Quando circulamos de carro por Daca (Capital de Bangladesh) somos atacados de todos os lados por mendigos profissionais. Nossa primeira reação é dar-lhes uma esmola. Por que não? Por alguns tostões, podemos aplacar nossa consciência. Quando somos abordados por um leproso com os dedos e as mãos devorados pela doença, ficamos tão chocados que imediatamente levamos a mão ao bolso e entregamos ao infeliz uma nota que para nós não é nada, mas representa uma fortuna para quem a recebe. Isso é útil? Não e na maioria das vezes é até danoso.
Aquele que dá fica com a impressão de ter feito alguma coisa. Mas não fez absolutamente nada.
Dar dinheiro dispensa-nos tranquilamente de encararmos o verdadeiro problema. Oferecendo uma soma irrisória ficamos com a consciência limpa. Mas, na verdade, limitamo-nos a nos livrar provisoriamente do problema. Mas por quanto tempo?

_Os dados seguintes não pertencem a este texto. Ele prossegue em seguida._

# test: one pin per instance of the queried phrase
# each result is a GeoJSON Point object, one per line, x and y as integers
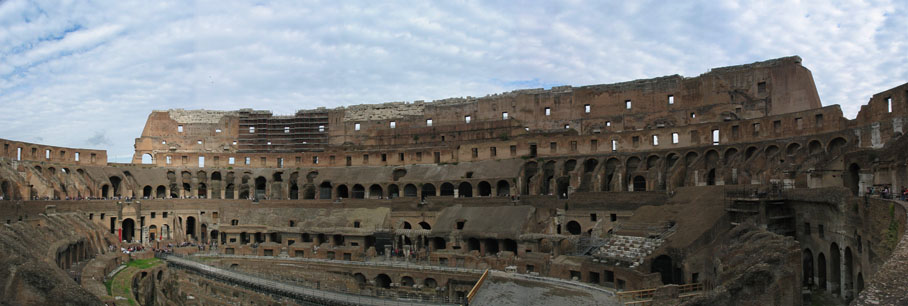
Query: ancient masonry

A caridade não é uma solução, nem a longo nem a curto prazo. O mendigo passará para o carro seguinte e recomeçará. E acabará por voltar a ver seu "benfeitor", de quem agora precisa para viver. Se queremos sinceramente resolver o problema, precisamos nos envolver e dar início a um processo. Se o doador abrisse a porta do carro para perguntar ao mendigo qual é o seu problema, como se chama que idade tem, se solicitou assistência médica, qual é a sua formação, então poderia talvez prestar-lhe um serviço. Mas entregar-lhe uma nota é implicitamente convidá-lo a sumir de vista para nos deixar em paz.
Não questiono o dever moral da ajuda nem o impulso que nos leva a ajudar os necessitados; condeno apenas a forma de que se reveste essa ajuda.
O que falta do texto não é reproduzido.